Tercero. No se han fomentado los intercambios y las relaciones de la gente, sino solo los acuerdos entre las naciones. Inventos como las becas Erasmus, que el Gobierno de Zapatero quiso y no pudo llevar al ámbito del turismo de mayores también, se han liquidado o han decaído. La experiencia del Interrrail, con miles de mochileros recorriendo las estaciones europeas de tren, al menos se ha sustituido por los vuelos baratos de Ryanair y de Easyjet. Esas dos compañías sí están manteniendo el flujo de relaciones entre los jóvenes europeos, aunque sólo sea porque sus rutas son rentables de momento, y no necesariamente por europeísmo.
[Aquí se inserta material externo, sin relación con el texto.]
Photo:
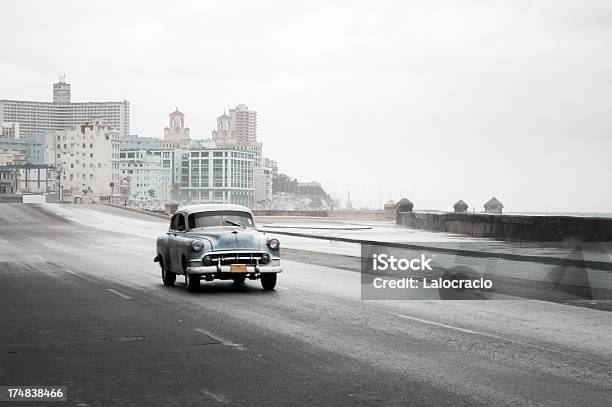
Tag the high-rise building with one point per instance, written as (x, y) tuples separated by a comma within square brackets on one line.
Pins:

De manera que, en ausencia de esos líderes y esos símbolos y esos lazos, poco puede extrañarnos que, como muestra Pew Research Center en un estudio multinacional reciente, la crisis del euro haya tenido como consecuencia no un aumento del patriotismo (incluso del populismo patriotero) como en Estados Unidos, sino un aumento de la desafección hacia Europa. En cinco años ha caído veinte puntos el porcentaje de quienes ven de forma favorable a la Unión Europea, que hoy es solo del 46 por ciento. Sólo cuatro de cada diez europeos creen que la integración económica ha sido buena para la economía. Cae en solo un año de forma escandalosa la percepción de la situción de la economía y el empleo en todos los países.

En realidad, en todos menos en uno: en Alemania. Las curvas son muy llamativas. Mientras la confianza cae en todo el continente, los líderes bregan con los indicadores de popularidad y la calle se agita, sólo una país parece orgulloso de la evolución de la economía y una líder confiada en el resultado de las próximas elecciones. Es el mismo país que estuvo en el origen de las dos guerras mundiales reclamando, y les ruego que me perdonen la simplificación, un mayor espacio para el desarrollo de su identidad y de su fuerza. Y es la misma líder de disciplina prusiana y rigor ortodoxo que hace tres décadas era una ferviente comunista en la Alemania del Este. Definitivamente, necesitamos un o una líder en Europa o en unos años seremos tan solo el polvoriento museo del mundo.